By re-modelling Ibsen's blueprint so substantially, however,
she risks complicating and confusing the logic of Nora's
actions, making Strindberg's critique of the play's
architecture appear all the more legitimate.
A further imbalance occurs in terms of the casting, with the effortlessly expressive Kali Kopae (who so ravishingly inhabited the role of Frieda Kahlo in La Casa Azul) dominating every scene in which she appears. Seldom can such an alluring actor have made a secondary character the focus of attention by appearing initially brazen, bitchy, and self-assured, then transforming into someone just as weak, vulnerable, and wounded as the rest of us. Arthur Meek makes a mild-mannered, considerate, and handsome husband - until he suddenly slings the C-word at Nora, which simply underscores why she should never have trusted a man in pink underwear who doesn't wear socks in the first place. Sophie Hambleton (Katydid, Westside) commands the lead with consummate assurance, modulating Nora's transition nicely, but struggles to make her final dramatic exit entirely convincing. Two short, diverting, but ultimately unnecessary musical interludes, involving a Christmas carol and a lap dance, are awkwardly spatchcocked into the already-busy stage business and could easily be cut.

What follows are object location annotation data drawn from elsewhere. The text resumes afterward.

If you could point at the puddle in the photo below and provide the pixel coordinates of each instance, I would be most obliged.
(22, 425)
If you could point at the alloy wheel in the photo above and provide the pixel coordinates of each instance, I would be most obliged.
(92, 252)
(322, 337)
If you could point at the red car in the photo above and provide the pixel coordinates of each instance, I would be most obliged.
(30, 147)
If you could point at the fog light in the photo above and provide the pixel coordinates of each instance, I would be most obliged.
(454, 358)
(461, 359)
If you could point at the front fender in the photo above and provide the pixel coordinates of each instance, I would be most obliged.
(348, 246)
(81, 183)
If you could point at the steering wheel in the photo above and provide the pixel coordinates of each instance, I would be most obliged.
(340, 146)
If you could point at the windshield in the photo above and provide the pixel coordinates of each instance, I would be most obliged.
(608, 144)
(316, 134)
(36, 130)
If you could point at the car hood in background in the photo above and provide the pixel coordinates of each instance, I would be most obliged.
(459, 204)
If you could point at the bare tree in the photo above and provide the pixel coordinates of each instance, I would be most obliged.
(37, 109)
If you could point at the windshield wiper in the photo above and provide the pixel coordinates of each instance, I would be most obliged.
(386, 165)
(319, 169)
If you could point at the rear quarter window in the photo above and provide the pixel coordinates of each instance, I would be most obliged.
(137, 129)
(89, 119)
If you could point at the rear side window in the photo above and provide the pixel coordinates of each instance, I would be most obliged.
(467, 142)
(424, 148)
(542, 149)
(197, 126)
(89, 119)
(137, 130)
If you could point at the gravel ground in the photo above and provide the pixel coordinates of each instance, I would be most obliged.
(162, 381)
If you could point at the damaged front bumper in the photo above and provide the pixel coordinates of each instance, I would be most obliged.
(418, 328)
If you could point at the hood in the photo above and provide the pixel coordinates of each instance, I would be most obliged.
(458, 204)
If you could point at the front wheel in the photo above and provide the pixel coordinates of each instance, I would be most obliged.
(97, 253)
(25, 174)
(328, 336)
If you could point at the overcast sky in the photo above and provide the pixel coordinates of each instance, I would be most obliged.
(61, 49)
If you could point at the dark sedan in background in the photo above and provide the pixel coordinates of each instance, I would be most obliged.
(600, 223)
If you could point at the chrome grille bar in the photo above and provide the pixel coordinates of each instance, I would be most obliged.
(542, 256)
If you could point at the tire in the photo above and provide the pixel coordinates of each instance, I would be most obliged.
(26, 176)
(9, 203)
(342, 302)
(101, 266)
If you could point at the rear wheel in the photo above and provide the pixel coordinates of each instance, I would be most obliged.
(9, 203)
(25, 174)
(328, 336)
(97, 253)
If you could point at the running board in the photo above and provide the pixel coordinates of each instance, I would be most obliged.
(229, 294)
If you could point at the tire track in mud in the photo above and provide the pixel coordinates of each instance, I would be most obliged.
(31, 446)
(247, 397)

Despite such dramaturgic difficulties, this is exactly the kind of thoughtful, challenging, and adventurous production we have come to expect from Circa, revealing precisely why Ibsen's play remains eminently relevant to audiences everywhere. Hopefully, having Prime Minister Bill English present at opening night may at least have caused him to consider the complicated and complex politics of urban planning, climate change, and alternative lifestyles in a somewhat different light.